The structure connected between the first straight section 2012A and the second straight section 2012B may come in various forms.

In one implementation, the first straight section 2012A and the second straight section 2012B may be connected via a plurality of arcuate bent sections 2013 with different center radii, as illustrated in FIG. 1, where all arcuate bent sections 2013 have a relatively large center radius, and the arcuate bent section 2013 in the middle has the largest radius so that the stress arising during processing of the diamond layer 202 can be better released. In another implementation, as illustrated in FIG. 2, a length L1 of the first straight section 2012A is identical to a length L2 of the second straight section 2012B, and the link segment 2012 further comprises a third straight section 2012C, two ends of the third straight section 2012C being connected to the first straight section 2012A and the second straight section 2012B via the arcuate bend portion 2013, respectively; by providing that the length L1 of the first straight section 2012A is identical to the length L2 of the second straight section 2012B and the central angle of the arcuate bent section 2013 is 90°, the relatively simple structure facilitates processing.

Likewise, the two ends of the third straight section 2012C are connected to the first straight section 2012A and the second straight section 2012B via the arcuate bent sections 2013, respectively, as further illustrated in FIG. 3, in another implementation, the length L1 of the first straight section 2012A is greater than the length L2 of the second straight section 2012B, the central angle of the arcuate bent section 2013 connected between the first straight section 2012A and the third straight section 2012C is obtuse, e.g., 130°, and the central angle of the arcuate bent section 2013 connected between the second straight section 2012B and the third straight section 2012C is acute, e.g., 50°.

As further illustrated in FIG. 4, in another implementation, the link segment 2012 further comprises a third straight section 2012C and a fourth straight section 2012D, two ends of the third straight section 2012C being connected to the first straight section 2012A and the fourth straight section 2012D via the arcuate bent sections 2013, respectively, two ends of the fourth straight section 2012D being connected to the second straight section 2012B and the third straight section 2012C via the arcuate bent sections 2013, respectively.

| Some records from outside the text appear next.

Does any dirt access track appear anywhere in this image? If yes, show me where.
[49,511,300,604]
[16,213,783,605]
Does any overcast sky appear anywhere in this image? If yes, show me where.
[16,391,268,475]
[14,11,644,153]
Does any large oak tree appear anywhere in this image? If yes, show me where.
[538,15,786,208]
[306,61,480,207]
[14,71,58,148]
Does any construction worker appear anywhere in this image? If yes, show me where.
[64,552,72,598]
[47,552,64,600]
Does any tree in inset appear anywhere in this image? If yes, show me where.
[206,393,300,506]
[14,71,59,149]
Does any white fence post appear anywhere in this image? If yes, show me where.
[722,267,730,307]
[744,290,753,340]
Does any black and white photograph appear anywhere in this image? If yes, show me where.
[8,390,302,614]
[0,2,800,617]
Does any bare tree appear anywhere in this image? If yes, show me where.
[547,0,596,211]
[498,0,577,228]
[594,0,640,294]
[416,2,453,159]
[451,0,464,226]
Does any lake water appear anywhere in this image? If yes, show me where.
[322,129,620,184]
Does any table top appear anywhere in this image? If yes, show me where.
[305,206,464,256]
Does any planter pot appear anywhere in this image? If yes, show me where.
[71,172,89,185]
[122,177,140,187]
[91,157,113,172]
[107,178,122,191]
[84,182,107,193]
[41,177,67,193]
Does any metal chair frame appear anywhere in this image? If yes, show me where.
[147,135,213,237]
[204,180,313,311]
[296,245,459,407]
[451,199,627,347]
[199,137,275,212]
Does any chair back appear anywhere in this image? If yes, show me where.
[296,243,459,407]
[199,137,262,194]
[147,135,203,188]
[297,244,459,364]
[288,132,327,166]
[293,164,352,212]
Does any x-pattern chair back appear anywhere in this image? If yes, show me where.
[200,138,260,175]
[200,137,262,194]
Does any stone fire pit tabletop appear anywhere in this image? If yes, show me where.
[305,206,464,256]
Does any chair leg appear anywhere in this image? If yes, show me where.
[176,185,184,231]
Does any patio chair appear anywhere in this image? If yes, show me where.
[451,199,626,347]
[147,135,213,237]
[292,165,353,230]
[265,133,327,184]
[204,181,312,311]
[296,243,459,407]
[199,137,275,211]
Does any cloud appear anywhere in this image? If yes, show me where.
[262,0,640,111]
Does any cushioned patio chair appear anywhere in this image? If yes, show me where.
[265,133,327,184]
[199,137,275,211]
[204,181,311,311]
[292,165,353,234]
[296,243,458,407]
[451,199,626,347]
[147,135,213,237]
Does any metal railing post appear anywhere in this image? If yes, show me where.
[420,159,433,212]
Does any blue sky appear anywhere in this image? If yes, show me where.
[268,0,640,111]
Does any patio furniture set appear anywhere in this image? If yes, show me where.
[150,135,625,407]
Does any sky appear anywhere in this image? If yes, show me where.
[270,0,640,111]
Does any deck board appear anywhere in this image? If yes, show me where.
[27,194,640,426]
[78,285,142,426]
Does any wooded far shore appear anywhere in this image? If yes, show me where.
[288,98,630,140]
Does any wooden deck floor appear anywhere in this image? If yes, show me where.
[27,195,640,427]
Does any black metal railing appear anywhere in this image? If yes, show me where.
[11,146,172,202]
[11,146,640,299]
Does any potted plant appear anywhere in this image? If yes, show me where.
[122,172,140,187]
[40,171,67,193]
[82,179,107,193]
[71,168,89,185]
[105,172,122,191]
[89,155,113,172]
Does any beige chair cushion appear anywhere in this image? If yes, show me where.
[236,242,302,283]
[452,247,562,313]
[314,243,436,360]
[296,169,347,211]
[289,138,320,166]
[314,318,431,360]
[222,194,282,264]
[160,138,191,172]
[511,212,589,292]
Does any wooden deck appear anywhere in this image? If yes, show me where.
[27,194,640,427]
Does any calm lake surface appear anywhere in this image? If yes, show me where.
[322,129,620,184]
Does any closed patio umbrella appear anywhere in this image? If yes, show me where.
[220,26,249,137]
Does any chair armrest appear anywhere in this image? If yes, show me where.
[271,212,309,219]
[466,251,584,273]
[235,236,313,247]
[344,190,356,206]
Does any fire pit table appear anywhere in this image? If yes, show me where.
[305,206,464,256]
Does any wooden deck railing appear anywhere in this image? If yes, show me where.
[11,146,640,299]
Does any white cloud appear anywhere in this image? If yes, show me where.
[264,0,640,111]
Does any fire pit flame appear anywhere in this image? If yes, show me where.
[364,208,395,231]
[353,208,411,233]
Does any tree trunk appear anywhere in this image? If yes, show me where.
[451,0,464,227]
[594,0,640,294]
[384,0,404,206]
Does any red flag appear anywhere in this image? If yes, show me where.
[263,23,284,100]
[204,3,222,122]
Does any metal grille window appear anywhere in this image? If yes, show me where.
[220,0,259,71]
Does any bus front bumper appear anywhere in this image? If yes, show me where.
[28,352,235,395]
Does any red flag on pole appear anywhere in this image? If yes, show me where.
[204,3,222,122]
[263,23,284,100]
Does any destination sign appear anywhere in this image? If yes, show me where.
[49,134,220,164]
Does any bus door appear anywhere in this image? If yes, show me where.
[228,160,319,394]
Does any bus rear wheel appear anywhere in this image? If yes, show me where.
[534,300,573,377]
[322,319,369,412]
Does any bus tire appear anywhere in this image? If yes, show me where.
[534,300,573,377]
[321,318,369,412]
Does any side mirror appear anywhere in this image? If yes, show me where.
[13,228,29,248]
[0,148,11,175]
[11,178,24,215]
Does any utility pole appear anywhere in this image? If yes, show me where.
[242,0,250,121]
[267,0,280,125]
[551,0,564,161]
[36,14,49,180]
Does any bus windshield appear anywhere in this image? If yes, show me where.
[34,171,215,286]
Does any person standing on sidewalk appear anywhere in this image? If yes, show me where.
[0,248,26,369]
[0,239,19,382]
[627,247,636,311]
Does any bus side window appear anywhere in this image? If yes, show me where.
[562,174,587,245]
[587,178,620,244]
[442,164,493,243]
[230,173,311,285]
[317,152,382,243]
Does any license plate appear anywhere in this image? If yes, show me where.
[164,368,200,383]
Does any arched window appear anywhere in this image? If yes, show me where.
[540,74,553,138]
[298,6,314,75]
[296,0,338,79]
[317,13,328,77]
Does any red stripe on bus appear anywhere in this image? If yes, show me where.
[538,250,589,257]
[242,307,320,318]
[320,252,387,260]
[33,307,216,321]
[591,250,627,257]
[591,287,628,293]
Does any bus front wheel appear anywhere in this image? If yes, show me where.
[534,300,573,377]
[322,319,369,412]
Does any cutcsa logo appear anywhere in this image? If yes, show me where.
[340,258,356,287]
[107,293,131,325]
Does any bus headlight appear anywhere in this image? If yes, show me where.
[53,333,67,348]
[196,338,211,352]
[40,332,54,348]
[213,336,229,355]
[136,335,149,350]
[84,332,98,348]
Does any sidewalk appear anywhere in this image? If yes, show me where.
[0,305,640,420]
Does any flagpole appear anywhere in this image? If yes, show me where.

The length L1 of the first straight section 2012A is identical to the length L2 of the second straight section 2012B, the length L3 of the third straight section 2012C is identical to the length L4 of the fourth straight section 2012D, and the central angles of all the arcuate bent sections 2013 are acute, e.g., around 60°.

In addition to the example implementations, the shape of the shackle may also be varied dependent on actual needs. The disclosure further has other implementations. All other implementations derived by a person of normal skill in the art without exercise of inventive work fall within the scope of the disclosure.